M&A Goes to the Next Level
If you like to profit from mergers and acquisitions, consider investing in our cash-flow rich Personal Finance Growth portfolio stocks.
Last week I discussed how Danone’s buyout offer for WhiteWave Foods was an example of the merger and acquisition activity that the Brexit vote will spawn as nervous executives in Europe look to buy American companies to reduce risk. As if on cue, one of our Personal Finance growth portfolio stocks, Level 3 Communications (NYSE: LVLT), shot up during the past week on renewed speculation that it may soon be acquired.
This isn’t the first time takeover rumors boosted Level 3. Last year Comcast briefly was thought to be pursuing Level 3, driving its share price above $54 in December before plunging below $42 two months later. But over the past two weeks LVLT’s share price has surged again, from less than $48 on June 27 to above $57 on July 13.
That quick 20% gain wasn’t spurred by a company press release or an analyst upgrade. In fact, the only news during that two week period was a downgrade to ‘sell’ by Zacks Investment Research.
As for who may want to buy Level 3, Comcast is still in the running. But given the outcome of the Brexit vote, so too are many foreign companies that would want LVLT’s extensive Internet services business that generates U.S. dollars. Last year Level 3 posted more than $8 billion in total sales, with a gross profit of $3.9 billion for a profit margin of 41%. That kind of cash flow is attractive no matter what currency it is in.
That impressive cash flow is one reason why I added it to the Personal Finance growth portfolio last year after my IDEAL Stock Rating System flagged it as undervalued. Since going on an acquisition spree six years ago when it bought Global Crossing, Level 3 has increased its cash flow from operations nearly six-fold. It’s borrowed a lot to do so, and has used much of its excess cash flow to pay down that debt. But its balance sheet is now back in order, showing more than $1 billion of cash and a current ratio of 1.25, meaning it has 25% more short term assets than short term liabilities.

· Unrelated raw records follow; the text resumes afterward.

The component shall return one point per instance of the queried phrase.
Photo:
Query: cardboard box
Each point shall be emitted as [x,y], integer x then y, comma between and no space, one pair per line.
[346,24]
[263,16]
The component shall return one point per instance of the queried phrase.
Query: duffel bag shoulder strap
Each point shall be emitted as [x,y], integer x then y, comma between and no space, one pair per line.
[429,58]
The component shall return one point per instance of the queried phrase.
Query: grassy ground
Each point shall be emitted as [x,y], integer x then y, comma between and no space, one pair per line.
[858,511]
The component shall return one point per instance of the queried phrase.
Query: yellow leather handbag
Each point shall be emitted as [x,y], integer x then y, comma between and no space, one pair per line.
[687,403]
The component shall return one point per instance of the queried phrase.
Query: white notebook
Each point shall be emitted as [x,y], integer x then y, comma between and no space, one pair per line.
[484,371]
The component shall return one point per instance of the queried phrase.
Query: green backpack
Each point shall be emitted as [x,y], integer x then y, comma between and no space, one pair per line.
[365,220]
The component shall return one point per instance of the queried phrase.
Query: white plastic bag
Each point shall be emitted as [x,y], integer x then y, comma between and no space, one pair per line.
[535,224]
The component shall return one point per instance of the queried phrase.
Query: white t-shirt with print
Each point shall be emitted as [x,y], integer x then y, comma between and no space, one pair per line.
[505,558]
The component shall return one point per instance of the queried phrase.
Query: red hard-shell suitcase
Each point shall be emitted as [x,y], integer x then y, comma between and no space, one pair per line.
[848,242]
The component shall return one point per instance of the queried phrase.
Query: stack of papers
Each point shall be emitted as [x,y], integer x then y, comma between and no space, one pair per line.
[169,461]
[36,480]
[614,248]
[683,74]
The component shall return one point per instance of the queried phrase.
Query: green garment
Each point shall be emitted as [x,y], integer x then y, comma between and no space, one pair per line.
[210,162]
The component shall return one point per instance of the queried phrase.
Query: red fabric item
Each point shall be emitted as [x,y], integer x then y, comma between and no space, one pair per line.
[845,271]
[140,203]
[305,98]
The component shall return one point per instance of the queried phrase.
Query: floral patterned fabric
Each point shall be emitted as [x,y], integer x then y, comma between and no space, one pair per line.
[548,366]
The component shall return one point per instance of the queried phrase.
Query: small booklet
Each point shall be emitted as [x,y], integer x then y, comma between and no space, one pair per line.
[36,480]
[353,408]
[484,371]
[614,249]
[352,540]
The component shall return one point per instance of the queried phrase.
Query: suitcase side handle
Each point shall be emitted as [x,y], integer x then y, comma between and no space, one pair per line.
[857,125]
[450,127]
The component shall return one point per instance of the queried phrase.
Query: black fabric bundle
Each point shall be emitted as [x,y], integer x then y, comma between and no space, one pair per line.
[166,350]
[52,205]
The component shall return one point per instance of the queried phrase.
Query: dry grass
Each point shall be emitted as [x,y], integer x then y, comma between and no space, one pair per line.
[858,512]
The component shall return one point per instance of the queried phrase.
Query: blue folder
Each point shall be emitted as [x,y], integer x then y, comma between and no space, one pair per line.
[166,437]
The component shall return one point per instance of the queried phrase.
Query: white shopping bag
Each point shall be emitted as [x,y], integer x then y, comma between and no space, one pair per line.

With a stock market value of $20 billion, one of its larger rivals could easily afford Level 3. By way of comparison, both Verizon and AT&T each have market values in excess of $200 billion. Comcast, also much bigger with a $162 billion value, has a current ratio of only 0.8, meaning adding LVLT’s assets and liabilities would actually improve its liquidity ratios.
Based on LVLT’s recent share price action, it appears the thinking is if Comcast doesn’t act soon to capture Level 3 then someone else will. That’s the same logic that compelled Danone to sweeten its bid for WhiteWave in the aftermath of the Brexit vote. Regardless of what happens with Level 3, expect to see many more American companies the subject of buyout rumors in the months to come.
Our Personal Finance Growth and Income portfolios currently hold dozens of stocks that should appeal to foreign buyers based on their solid fundamental and strong cash flow, and thanks to Brexit the world will soon be running to us with checkbooks in hand.